I would suggest that the very same lesson is put before us again by the diverse-seeming organic and inorganic world. There is some unity, some truth of Nature-when we know it we shall be sure to call it Life-which is presented to us under these two forms; neither truly the one Life as it is, but both together giving us the key to it. In the inorganic we miss some characters that it possesses; in the organic we fail of others. But also each possesses some that the other lacks. The subject cannot be treated yet; it floats before us but as the misty outline of a distant shore. Yet, even now we may see so much as this: that in the inorganic we seem to discover uniformity, unchangeableness, necessity in the organic we seem to perceive spontaneity, action, power. Yet in each, as it so appears, something is wanting: the unchangeable necessity seems to reveal no action; the spontaneous action seems as if changelessness and necessity were absent from it. Each presents to us that which we already begin to know cannot be the truth. Nay, already we have begun, even if unconsciously, to interpret each by the other: especially to discover that in organic things there is no lack of necessity or want of perfect order of causation. So that already there glimmers before our eyes a vision [is it not the vision of the Life that truly is?]—of an action in which also

is necessity; of a necessity that does not banish action. It is true, we directly perceive it nowhere. Neither do we, nor can we, anywhere perceive that to which alone we truly give the name of motion; but nowhere also do we perceive anything that does not demonstrate and reveal its presence.

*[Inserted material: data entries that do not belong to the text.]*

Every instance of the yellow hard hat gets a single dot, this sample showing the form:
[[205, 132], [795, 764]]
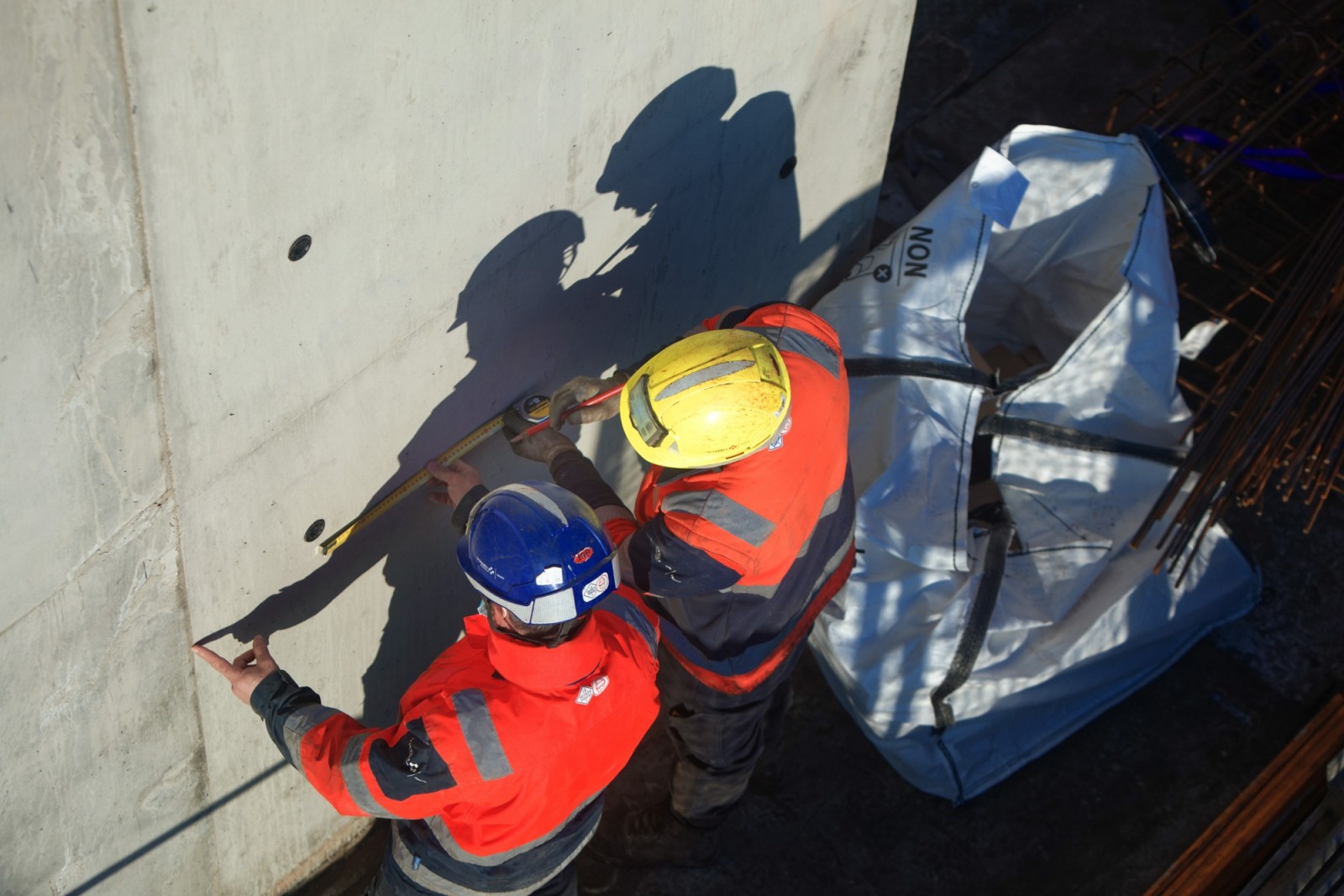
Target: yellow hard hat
[[706, 399]]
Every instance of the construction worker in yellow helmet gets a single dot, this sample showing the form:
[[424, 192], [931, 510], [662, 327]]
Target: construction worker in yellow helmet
[[741, 532]]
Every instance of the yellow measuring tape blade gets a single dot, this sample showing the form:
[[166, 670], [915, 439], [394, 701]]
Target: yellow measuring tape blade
[[463, 446]]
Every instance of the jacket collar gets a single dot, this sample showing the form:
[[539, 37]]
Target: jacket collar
[[541, 669]]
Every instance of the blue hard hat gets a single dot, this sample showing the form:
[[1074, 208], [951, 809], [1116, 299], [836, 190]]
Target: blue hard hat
[[538, 551]]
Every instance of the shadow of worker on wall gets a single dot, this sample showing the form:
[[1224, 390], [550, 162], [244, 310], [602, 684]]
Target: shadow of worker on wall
[[722, 222], [515, 312]]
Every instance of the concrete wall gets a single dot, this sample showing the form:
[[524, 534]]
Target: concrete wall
[[497, 196]]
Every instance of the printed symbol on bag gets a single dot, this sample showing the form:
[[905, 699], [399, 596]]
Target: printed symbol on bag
[[918, 248]]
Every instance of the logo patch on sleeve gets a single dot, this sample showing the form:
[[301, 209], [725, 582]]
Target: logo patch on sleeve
[[595, 689], [597, 587]]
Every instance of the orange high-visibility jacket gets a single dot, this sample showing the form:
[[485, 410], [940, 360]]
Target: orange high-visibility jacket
[[739, 559], [503, 748]]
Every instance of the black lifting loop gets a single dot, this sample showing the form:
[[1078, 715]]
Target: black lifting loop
[[1001, 531]]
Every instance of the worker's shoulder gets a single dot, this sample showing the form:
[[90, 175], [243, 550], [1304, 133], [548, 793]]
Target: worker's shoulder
[[796, 331], [625, 613]]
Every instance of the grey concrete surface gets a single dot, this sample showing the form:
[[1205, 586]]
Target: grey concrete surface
[[1110, 808], [497, 196]]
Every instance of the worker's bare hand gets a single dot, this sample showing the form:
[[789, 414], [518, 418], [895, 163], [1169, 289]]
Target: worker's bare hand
[[452, 483], [543, 448], [581, 389], [244, 673]]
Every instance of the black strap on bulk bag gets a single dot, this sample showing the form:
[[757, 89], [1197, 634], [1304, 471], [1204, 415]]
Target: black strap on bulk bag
[[1066, 437], [936, 371], [911, 367], [1001, 532]]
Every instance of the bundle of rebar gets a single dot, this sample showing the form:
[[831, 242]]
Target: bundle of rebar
[[1276, 421], [1268, 394]]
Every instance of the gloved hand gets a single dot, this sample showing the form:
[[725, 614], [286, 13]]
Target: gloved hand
[[580, 390], [543, 446]]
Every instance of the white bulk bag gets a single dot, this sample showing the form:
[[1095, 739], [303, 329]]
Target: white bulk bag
[[1050, 249]]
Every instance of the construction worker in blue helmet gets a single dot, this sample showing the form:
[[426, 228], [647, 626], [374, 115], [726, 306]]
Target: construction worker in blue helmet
[[495, 772]]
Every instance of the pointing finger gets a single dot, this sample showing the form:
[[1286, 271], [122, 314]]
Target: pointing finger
[[213, 660]]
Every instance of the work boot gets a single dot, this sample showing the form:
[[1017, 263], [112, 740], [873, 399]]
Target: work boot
[[651, 836]]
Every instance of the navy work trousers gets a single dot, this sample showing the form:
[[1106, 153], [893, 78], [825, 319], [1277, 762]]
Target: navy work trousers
[[719, 738]]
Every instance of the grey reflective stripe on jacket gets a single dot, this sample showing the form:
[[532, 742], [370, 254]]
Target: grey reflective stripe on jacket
[[353, 773], [534, 862], [299, 725], [800, 343], [718, 508], [483, 741]]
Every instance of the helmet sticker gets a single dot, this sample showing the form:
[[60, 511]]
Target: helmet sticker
[[550, 575], [597, 587]]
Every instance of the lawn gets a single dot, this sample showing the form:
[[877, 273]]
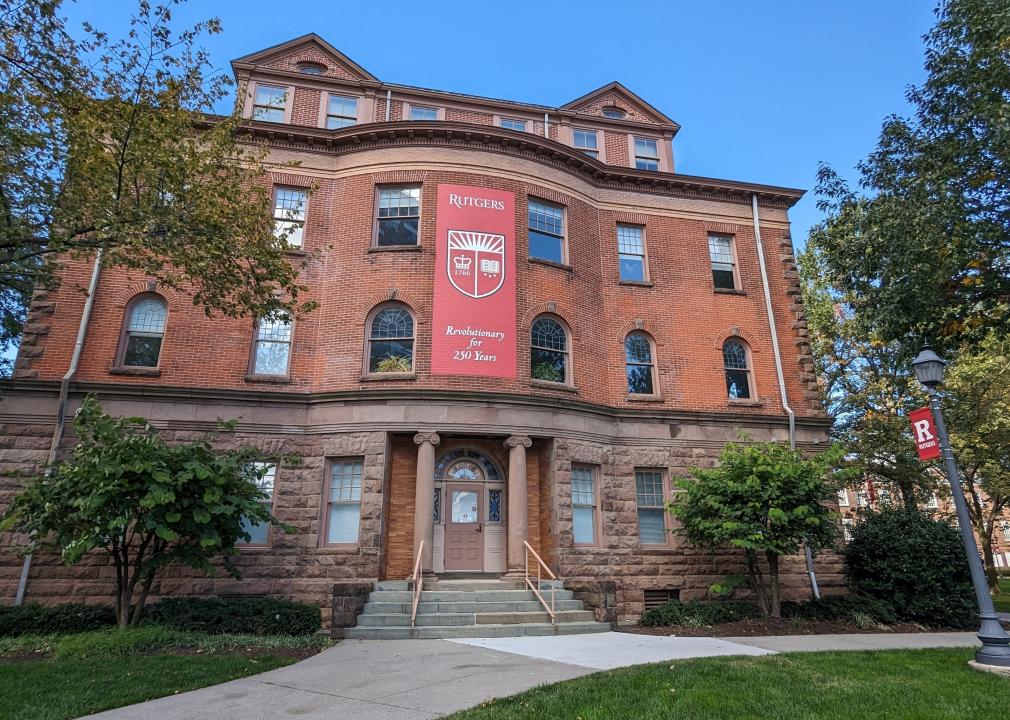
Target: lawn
[[87, 673], [897, 685]]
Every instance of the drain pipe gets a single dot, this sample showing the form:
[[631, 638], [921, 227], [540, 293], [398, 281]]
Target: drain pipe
[[778, 370], [58, 431]]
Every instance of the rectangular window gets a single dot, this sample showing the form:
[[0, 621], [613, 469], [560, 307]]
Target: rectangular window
[[510, 124], [343, 507], [583, 505], [397, 216], [270, 103], [546, 231], [340, 112], [586, 141], [631, 250], [423, 113], [720, 251], [646, 153], [289, 214], [260, 532], [651, 508], [273, 344]]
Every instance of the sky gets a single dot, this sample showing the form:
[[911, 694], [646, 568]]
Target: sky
[[764, 91]]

But to come to matters of demonstration if it is proved that the force in organic things, and through the presence of which we call them living, is a force coming from the inorganic world, and returning into it, is there any longer any meaning in affirming that 'Life' is confined to the organic? If it be meant. that this force exists in a peculiar mode in the organic, different from any other mode, of course, it is true; but it is as true of electricity in a wire, or magnetism in an iron bar. The organic force appears to have some special relation to the properties we term chemical, and may-in some respects truly, though doubtless very inadequately-be imagined as being a resistance to certain chemical tendencies, which establishes a state of proneness to chemical change. This is like, not unlike, the inorganic. Or, if it be said that the distinction of the organic is not in its force, but in its forms, in the complexity and adaptations of its structures, so manifold in use; then two things must be remembered: (1) that the name of life is not limited

to such adaptations and formations of special structures, but is given quite apart from them-the white of egg is living; and (2) the source of these adaptations of structure that strike us so in the organic world, is exactly the question. Why is not the natural inference true, that they spring from, and express, an equal or superior adaptation, and beauty of structure and order, in the whole universe around, but which we, by the narrow range of our perception, cannot see until it is made visible to us in these smaller wholes? Does our not perceiving a thing prove that it is not present? If our puny lives and capacities did constitute elements in a great living whole, should we be at once perceptive of it? It must be remembered that the burden of the proof lies. not on him who says the organic and inorganic worlds are one though differently related to us, but on him who says that they are different.

But it is not necessary to urge reasoning. The evidence that the structure and adaptations of the organic world are determined by demonstrable conditions around them, and so express relations that have their source in the larger Nature, is daily growing more complete. That the forms with all their delicacy are imparted from without, is as evident as that the force that works within them is imparted from.